Friday, December 22, 2006

Whoever thought of this deserves a "Wonka"

I'm going to start handing out "Wonkas" to individuals who do totally nonsensical things that bring humor to our world. The perpetrators of this prank are the first winners.

Pac-Man Fever Hits the Road (Fox News: Out There)
BUFFALO, Minn. (AP) — Pac-Man is back. Only this time, he's bigger — and he's gobbling up dots on Highway 55.
Large white dots painted on the highway to deter motorists from tailgating have been joined by a giant, yellow image of the video game icon.
"I drove that road the other day," said an amused Wright County Sheriff Gary Miller, "and drivers were bunched up to figure out what it was."
The oversized Pac-Man has been on the highway for about a month, and the artist or artists behind it have been back to touch it up at least once.
"It's kind of comical," said county highway engineer Wayne Fingalson. "Somebody really did a good job of meticulously putting that (Pac-Man) in the dots."
Tom Dumont, the area traffic engineer for the Department of Transportation, wasn't happy with the addition to the $15,000 project.
"I'd hate to say positive things because I don't want to encourage people to try to paint something on a busy highway.

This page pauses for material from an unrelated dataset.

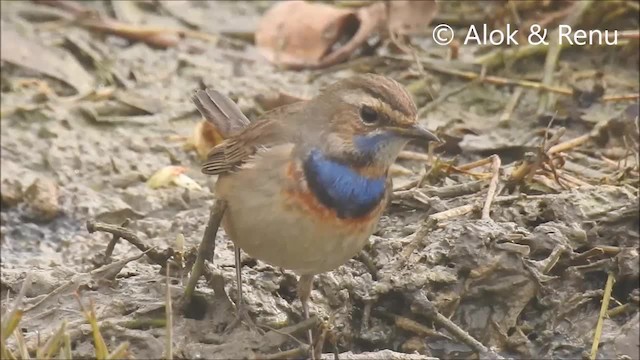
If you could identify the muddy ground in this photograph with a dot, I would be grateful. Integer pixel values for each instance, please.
(88, 118)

But at least it's made the project a little more noteworthy," Dumont said.
The 7-foot dots are 225 feet apart — the distance officials say is needed for a vehicle traveling at 55 mph to stop in three seconds without hitting the vehicle in front of it. Road signs tell drivers to keep two dots apart.
Patricia Hackman, who teaches driving classes at Buffalo High School, said: "I don't know where Pac-Man came from, but anything we can do to bring more attention to traffic safety, I'm all for it."

This is hilarious. We drive into Buffalo fairly often, so we drive over these dots. It is interesting to see the distance you're suppose to be behind the car in front of you. When I've driven it, it's been on the weekends or evenings, so people generally keep the two-dot distance. I bet it doesn't work during rush hour though.

$15,000 on a project that may or may not have a beneficial return. I don't know, I guess it's still a better investment than hiring horny lesbian fire chiefs or incompetent minority school superintendants like they do in the big city.